NBC Connecticut, WVIT, shared the story of Glenford Turner, an Army veteran who lived with a scalpel in his abdomen after it was left inside him during a surgery at the VA Hospital in West Haven, Connecticut, four years earlier.
Last spring, when suffering from dizziness and abdominal pain, Turner had an X-ray. The screening revealed the scalpel, near his stomach and intestines. Doctors determined it was left during a procedure Turner had in 2013.
Turner’s lawyer, Joel Faxon, filed a claim with the VA under the Federal Torts Claims Act, but the issue wasn’t resolved. Faxon then decided to file the federal lawsuit earlier this year, which is ongoing.
Sen. Richard Blumenthal (CT) told the station he is demanding a detailed explanation from the VA.
“I was appalled, heartbroken for this veteran,” Blumenthal said, “because this kind of gross negligence should never happen to anyone, not to mention a veteran.”
In 2016, Gray TV’s WSAW, based in Wasau, Wisconsin, exposed a loophole in the Department of Veterans Affairs payment system that left veterans on the hook for some emergency medical bills. Investigative reporter Matthew Simon shared that the department rejected nearly 1 in 3 claims for emergency medical care.
WSAW highlighted Richard Staab, a retired Minnesota Airforce veteran, who sought emergency care after suffering a heart attack and a stroke. However, as WSAW reports, “When it came time to pay $48,000 in bills, the VA countered that Staab should have received its permission before going to the non-VA facilities, and because he had Medicare, the VA took the position it did not have to pay.”
In 2017, then Secretary of Veterans Affairs David Shulkin announced his department would reverse its position and reimburse veterans $2 billion in medical bills. But, a WSAW investigation in 2018 found that bureaucratic processes meant these reimbursements were delayed.
In an interview with WSAW, Shulkin said, “We're trying to resolve this. This has been many years that this has been delayed. And my administration has said that we're not going to put the veteran in the middle anymore."
Hearst’s WCVB reported on Dr. Sarah Kemble, chief of medicine for the U.S. Department of Veterans Affairs for the central and western Massachusetts region, who signed an affidavit just days before her death attesting to the “dangerous patient care, dangerous practices and public safety issues” at the facilities.

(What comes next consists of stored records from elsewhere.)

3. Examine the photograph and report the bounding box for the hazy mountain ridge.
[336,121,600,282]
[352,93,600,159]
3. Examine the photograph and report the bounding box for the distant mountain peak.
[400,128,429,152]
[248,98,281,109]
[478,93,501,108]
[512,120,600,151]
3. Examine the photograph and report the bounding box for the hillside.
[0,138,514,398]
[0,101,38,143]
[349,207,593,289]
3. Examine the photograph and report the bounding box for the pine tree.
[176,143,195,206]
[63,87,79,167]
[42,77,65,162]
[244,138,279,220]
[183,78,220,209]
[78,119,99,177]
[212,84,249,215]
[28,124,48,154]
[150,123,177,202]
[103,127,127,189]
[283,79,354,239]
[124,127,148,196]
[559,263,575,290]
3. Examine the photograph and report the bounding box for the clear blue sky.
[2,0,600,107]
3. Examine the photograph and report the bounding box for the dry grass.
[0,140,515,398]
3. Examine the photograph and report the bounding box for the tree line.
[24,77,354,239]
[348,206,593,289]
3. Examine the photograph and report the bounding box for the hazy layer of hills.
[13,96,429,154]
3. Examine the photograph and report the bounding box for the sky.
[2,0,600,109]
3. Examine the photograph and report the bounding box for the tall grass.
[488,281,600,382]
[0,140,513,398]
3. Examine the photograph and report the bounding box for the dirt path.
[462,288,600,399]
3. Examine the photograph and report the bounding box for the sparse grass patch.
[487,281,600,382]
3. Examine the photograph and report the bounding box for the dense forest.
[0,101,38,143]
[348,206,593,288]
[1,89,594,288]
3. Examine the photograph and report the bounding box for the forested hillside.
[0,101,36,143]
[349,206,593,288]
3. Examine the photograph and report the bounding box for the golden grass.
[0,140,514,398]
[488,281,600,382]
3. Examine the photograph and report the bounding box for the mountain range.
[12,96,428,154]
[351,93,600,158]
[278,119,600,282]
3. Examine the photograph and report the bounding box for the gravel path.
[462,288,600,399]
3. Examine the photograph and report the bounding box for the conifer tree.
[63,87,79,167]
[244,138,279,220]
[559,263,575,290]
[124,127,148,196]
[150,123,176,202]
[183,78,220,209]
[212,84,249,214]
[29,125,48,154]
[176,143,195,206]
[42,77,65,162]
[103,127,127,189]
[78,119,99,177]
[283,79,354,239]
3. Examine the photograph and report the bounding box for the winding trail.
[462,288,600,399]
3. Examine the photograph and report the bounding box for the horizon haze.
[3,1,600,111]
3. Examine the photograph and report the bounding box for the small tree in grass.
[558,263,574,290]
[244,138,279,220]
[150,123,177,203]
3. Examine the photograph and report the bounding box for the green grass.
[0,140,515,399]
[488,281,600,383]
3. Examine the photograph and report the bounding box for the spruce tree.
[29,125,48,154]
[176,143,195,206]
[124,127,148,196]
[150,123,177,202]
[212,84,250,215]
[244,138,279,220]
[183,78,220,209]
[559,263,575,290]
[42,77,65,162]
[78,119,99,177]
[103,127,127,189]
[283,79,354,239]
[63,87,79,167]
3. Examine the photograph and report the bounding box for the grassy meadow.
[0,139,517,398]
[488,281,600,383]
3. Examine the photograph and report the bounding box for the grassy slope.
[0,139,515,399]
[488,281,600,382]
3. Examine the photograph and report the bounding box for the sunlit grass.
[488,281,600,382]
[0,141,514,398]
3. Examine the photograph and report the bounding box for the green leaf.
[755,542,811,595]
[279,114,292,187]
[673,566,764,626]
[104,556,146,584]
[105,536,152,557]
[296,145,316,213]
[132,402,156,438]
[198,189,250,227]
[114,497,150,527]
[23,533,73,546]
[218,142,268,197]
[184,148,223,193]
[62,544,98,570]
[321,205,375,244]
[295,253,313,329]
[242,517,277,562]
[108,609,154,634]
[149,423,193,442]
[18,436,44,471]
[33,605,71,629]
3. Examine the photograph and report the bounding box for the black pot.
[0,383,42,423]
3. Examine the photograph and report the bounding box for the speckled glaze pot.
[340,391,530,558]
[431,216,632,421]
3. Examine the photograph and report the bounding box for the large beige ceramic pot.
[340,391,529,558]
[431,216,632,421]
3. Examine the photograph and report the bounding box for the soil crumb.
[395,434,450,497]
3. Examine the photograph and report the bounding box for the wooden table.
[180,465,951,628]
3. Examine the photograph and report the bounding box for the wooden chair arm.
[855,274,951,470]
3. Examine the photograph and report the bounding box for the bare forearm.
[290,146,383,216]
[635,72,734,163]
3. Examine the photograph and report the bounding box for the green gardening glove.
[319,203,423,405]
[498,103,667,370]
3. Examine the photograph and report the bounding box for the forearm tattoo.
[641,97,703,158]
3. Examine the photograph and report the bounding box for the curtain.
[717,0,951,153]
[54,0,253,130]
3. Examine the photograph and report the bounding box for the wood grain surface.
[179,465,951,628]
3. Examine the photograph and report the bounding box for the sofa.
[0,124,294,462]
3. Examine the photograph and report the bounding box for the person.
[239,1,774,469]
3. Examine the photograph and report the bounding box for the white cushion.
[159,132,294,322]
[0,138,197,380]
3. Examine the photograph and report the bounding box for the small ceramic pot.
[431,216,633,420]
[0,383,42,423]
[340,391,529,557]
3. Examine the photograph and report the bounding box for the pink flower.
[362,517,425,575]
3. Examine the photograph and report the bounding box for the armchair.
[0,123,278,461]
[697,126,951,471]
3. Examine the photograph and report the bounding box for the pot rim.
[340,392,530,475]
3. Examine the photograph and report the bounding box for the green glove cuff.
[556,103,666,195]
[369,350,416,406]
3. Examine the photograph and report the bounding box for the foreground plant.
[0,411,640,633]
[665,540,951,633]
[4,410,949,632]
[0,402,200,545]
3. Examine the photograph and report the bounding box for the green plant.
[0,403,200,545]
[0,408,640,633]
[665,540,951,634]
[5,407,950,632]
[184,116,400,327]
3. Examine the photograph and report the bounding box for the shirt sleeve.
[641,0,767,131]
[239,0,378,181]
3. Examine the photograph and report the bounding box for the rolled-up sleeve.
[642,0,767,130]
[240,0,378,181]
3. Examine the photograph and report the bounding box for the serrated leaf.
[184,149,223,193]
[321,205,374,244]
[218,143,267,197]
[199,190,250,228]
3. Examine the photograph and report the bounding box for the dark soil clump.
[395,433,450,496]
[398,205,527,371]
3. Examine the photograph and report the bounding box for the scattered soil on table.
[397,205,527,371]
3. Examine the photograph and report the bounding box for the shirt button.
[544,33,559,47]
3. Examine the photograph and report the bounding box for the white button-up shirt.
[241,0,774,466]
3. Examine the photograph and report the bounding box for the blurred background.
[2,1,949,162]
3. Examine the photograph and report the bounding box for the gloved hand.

"She wanted to make sure [that] somehow, beyond her passing, the VA would be held accountable," Kemble’s husband, Jerry Lund, told the station.
Kemble’s concerns, detailed in a 23-page affidavit, were given to the Office of Accountability and Whistleblower Protection. They are now part of a federal investigation.
Philip Works, the Office of Accountability and Whistleblower Protection employee who took Kemble's testimony, said, “This was probably the single most heart-wrenching case I've ever been involved in. I have been doing work in and around this field for over 20 years. This was one of the most difficult sets of conversations I've had."
Beyond these investigative stories, broadcasters support veterans through fundraising efforts held by stations across the country.
A number of stations fundraise for the Fisher House Foundation, which provides support and a place to stay to the families of injured servicemen while their loved ones receive treatment. From 2010 to 2015, Cumulus Media’s KSFO-AM San Francisco raised more than $600,000 for Fisher House, while Cumulus’ WMAL-AM, in Washington, D.C., raised $5.4 million for the organization over 13 years.
“I remain in awe of WMAL listeners,” said WMAL Program Director and VP of News Talk for Cumulus. “They have generously donated some $5.4 million over the last 13 years in support of this wonderful organization and its mission.”
More than 2.42 million American jobs depend on broadcasting, and the local broadcast radio and television industry - and the businesses that depend on it - generate $1.18 trillion annually for the nation's economy.